Hint:Here we use the property of combinations that \[^n{C_r}{ + ^n}{C_{r + 1}}{ = ^{n + 1}}{C_{r + 1}}\]. Add and subtract the value \[^n{C_0}\]from the given equation. Combine the pairs according to the property which will reduce a value in each step. Apply the property to the terms having the same subscript until we reach the end of the terms.

Complete step-by-step answer:
We are given the equation \[^n{C_1}{ + ^{n + 1}}{C_2}{ + ^{n + 2}}{C_3} + ...{ + ^{n + m - 1}}{C_m}\].
Add and subtract the value \[^n{C_0}\] from the equation
\[{ \Rightarrow ^n}{C_0}{ + ^n}{C_1}{ + ^{n + 1}}{C_2}{ + ^{n + 2}}{C_3} + ...{ + ^{n + m - 1}}{C_m}{ - ^n}{C_0} ………..… (1)\]
Now we know from the property that \[^n{C_r}{ + ^n}{C_{r + 1}}{ = ^{n + 1}}{C_{r + 1}}\]
Substituting the value of \[n = n,r = 0\] in the property
We can write \[^n{C_0}{ + ^n}{C_{0 + 1}}{ = ^{n + 1}}{C_{0 + 1}}\]
Calculate the terms in subscript and superscript.
\[{ \Rightarrow ^n}{C_0}{ + ^n}{C_1}{ = ^{n + 1}}{C_1} ……..… (2)\]
Substitute the value from equation (2) in equation (1)
\[{ \Rightarrow ^{n + 1}}{C_1}{ + ^{n + 1}}{C_2}{ + ^{n + 2}}{C_3} + ...{ + ^{n + m - 1}}{C_m}{ - ^n}{C_0} ……….… (3)\]
Now again we know from the property that \[^n{C_r}{ + ^n}{C_{r + 1}}{ = ^{n + 1}}{C_{r + 1}}\]
Substituting the value of \[n = n + 1,r = 1\]
We can write \[^{n + 1}{C_1}{ + ^{n + 1}}{C_{1 + 1}}{ = ^{n + 1 + 1}}{C_{1 + 1}}\]
Calculate the terms in subscript and superscript.
\[{ \Rightarrow ^{n + 1}}{C_1}{ + ^{n + 1}}{C_2}{ = ^{n + 2}}{C_2} …...… (4)\]
Substitute the value from equation (4) in equation (3)
\[{ \Rightarrow ^{n + 2}}{C_2}{ + ^{n + 2}}{C_3} + ...{ + ^{n + m - 1}}{C_m}{ - ^n}{C_0}\]
Similarly, \[^{n + 2}{C_2}{ + ^{n + 2}}{C_3}{ = ^{n + 3}}{C_3}\]
So, the equation becomes
\[{ \Rightarrow ^{n + 3}}{C_3} + ...{ + ^{n + m - 1}}{C_m}{ - ^n}{C_0}\]
Proceeding in this way we can write from the property.
\[^{n + m - 1}{C_{m - 1}}{ + ^{n + m - 1}}{C_{m - 1 + 1}}{ = ^{n + m}}{C_m}\]
This will be the last term of the equation.

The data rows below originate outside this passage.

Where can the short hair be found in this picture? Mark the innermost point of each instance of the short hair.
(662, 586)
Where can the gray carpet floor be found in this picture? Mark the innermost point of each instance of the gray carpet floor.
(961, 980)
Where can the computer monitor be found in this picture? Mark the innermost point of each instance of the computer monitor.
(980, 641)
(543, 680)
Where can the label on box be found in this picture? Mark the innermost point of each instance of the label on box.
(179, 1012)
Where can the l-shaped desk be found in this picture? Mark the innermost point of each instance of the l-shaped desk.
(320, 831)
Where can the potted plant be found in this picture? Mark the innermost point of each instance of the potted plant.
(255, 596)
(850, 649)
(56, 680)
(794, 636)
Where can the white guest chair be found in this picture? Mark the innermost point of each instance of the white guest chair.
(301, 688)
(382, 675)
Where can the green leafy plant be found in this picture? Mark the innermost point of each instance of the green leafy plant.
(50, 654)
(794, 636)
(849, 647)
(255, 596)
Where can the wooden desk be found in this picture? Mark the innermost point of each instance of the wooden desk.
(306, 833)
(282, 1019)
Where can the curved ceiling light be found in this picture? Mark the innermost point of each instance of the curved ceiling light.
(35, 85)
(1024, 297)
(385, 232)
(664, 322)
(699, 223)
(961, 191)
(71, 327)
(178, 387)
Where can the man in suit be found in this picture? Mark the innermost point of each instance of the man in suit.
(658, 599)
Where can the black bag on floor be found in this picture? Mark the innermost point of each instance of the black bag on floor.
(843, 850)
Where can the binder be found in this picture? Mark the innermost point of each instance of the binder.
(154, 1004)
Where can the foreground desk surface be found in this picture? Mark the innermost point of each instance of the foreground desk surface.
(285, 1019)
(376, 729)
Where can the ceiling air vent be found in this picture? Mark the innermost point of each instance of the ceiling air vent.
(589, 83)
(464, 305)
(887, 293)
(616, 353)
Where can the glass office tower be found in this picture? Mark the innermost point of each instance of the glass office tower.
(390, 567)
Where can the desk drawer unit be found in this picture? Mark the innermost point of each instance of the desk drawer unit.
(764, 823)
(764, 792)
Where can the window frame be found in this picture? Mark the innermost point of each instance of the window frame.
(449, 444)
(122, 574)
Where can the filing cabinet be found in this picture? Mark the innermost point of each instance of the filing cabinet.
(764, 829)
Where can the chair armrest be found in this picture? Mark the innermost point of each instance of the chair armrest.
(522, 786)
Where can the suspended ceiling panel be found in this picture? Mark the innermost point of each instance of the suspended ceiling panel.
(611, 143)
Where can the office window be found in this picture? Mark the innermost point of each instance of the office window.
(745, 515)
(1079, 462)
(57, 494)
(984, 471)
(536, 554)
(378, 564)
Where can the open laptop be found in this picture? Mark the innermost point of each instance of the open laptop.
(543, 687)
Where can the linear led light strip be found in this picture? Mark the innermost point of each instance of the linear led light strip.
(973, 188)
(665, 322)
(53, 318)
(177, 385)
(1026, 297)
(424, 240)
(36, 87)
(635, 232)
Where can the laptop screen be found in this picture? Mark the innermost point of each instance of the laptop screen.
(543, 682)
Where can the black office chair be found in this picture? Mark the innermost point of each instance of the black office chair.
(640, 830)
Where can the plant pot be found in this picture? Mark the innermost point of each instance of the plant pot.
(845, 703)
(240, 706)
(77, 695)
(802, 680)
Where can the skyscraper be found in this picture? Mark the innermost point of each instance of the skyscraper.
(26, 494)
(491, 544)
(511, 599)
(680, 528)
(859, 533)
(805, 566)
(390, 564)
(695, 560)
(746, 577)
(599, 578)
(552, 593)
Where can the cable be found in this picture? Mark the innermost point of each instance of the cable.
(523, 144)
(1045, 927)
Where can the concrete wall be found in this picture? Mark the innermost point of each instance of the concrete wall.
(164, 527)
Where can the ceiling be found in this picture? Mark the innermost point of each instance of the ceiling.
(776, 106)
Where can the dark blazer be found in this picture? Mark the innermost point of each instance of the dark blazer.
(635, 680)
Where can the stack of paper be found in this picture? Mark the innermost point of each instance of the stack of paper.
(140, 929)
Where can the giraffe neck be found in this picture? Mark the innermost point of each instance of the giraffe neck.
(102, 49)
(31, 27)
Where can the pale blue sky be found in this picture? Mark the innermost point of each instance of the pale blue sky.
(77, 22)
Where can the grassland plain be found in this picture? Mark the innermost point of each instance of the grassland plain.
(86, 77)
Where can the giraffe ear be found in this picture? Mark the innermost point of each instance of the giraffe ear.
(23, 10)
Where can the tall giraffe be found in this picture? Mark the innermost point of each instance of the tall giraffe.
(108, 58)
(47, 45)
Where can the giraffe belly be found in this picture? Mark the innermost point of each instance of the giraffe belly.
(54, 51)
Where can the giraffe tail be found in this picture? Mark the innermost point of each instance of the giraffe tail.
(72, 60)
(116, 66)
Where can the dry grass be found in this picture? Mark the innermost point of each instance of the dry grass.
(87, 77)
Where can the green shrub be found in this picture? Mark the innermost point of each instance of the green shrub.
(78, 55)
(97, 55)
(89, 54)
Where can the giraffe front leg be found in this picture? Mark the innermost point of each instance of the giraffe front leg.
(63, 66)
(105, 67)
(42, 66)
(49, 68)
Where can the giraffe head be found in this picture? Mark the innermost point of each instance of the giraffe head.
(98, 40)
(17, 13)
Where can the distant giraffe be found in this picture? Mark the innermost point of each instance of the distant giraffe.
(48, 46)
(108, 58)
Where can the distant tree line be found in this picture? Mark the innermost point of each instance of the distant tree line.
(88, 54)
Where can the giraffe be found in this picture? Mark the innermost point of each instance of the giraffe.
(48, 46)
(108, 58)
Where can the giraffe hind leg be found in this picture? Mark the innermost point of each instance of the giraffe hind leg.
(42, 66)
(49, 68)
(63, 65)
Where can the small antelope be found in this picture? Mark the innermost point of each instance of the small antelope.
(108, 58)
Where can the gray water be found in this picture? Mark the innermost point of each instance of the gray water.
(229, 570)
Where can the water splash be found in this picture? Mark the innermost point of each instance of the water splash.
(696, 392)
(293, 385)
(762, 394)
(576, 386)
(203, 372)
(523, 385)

So the equation becomes
\[{ \Rightarrow ^{n + m}}{C_m}{ - ^n}{C_0}\]
We know the value of \[^n{C_0} = 1\]
Substitute the value of \[^n{C_0} = 1\] in the equation
\[{ \Rightarrow ^{n + m}}{C_m} - 1\]
Therefore, value of \[^n{C_1}{ + ^{n + 1}}{C_2}{ + ^{n + 2}}{C_3} + ...{ + ^{n + m - 1}}{C_m}\] is \[^{n + m}{C_m} - 1\]

Note:Students might try to open up each combination using the formula \[^n{C_r} = \dfrac{{n!}}{{(n - r)!r!}}\]which will result in a sum which is difficult to calculate. It is advised to use the property which converts the sum of two terms into one term and we move in the same manner until we reach the end.Students are advised to perform the first two sums of combinations step by step in order to understand the pattern.